The majority of that plastic just gets thrown away at the end of it’s life. And much of that ends up in the soil, in smaller particles, in the ocean and in our waterways, where it can wreck havoc on marine life and our food chain.
And, one of the biggest culprits is plastic bottles. It is estimated that only one out of every six plastic bottles purchased is recycled. That means that five are thrown away and end up in landfills or in our oceans.
It makes you wish there was some sort of solution, amirite? Like someone or something that could recycle some of that plastic pollution into something else.
Well, by golly, if that is not what Thread International is all about. Thread International quite literally takes trash from the streets and turns it into fabric.
The certified B Corp began from a journal entry in 2010 after the Haiti earthquake, “If Haiti can turn trash into money = good.” And that is exactly what Thread International set out to do. The company re-imagined the trash they saw in Haiti as a renewable resource and began a supply chain that was not only removing plastic bottles from the streets, but creating jobs in the developing world in the process. The self-proclaimed “responsibiligeeks,” (I really wish I would have come up with that name, BTW) created their line of Ground to Good fabrics that do good throughout their entire operation.
The company employs local Haitians to hand collect plastic bottles from the streets in Haiti. The collectors then sell the plastic bottles to a local collection center, which allows them to earn extra cash for groceries, school expenses, etc. Then, at the collection center, the employees sort and de-label the bottles before packing them in ‘supersacks.’ The supersacks are collected from across the country by local trucking and shipping companies and sent to a Haitian-run manufacturing plant.
At the plant, the bottles are cleaned and processed into plastic ‘flake,’ which is the raw material used to create the fabric.
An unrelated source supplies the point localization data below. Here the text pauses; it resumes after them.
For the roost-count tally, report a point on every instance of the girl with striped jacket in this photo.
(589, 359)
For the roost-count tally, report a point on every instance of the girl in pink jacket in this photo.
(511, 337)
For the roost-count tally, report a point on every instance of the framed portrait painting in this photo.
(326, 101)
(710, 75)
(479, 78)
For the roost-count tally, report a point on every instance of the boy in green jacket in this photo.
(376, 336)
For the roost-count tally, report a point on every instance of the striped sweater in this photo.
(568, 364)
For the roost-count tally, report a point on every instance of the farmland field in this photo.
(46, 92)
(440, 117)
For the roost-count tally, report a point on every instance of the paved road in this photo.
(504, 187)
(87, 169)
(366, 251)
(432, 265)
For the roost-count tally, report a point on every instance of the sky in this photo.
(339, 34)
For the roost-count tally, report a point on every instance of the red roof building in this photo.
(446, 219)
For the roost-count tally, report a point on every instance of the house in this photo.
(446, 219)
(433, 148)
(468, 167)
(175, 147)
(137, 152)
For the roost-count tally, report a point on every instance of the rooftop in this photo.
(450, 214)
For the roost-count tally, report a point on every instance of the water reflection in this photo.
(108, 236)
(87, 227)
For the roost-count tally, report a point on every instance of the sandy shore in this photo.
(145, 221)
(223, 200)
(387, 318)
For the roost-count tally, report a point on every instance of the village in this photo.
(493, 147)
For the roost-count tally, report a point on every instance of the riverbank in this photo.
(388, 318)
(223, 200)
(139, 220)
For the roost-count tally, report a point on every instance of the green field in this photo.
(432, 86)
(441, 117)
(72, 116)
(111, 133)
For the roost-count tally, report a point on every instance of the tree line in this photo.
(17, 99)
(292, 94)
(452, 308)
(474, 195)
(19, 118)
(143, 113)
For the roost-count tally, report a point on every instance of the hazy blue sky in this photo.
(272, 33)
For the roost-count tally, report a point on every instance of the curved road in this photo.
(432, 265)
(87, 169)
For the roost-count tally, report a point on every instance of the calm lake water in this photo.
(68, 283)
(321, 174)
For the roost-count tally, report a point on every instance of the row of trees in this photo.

Then the flake is shipped to the United States, where it goes through a number of processing steps to get to its finished product.
By 2013, Thread International and their partners had removed 70 million plastic bottles from the streets of Haiti, and helped provide income opportunities for 1,620 people. And today a single t-shirt from Thread International removes 2.25 plastic bottles from the streets and canals of Haiti, uses 50% less water than a cotton t-shirt (enough for a 35 minute shower), supports 3,845 income opportunities in Haiti and helps create 233 full and part-time jobs through collection and manufacturing.
The company makes jersey, canvas, denim and fleece fabrics (among others), as well as yarns and their own line of T-Shirts. They work with brands like Timberland, Kenneth Cole, Hamilton Perkins, Kelly Lane, Davey Handmade and Deux Mains. And they are working hard to expand, with the belief that the more fabric they sell, the more waste they can help repurpose and the more jobs they can support.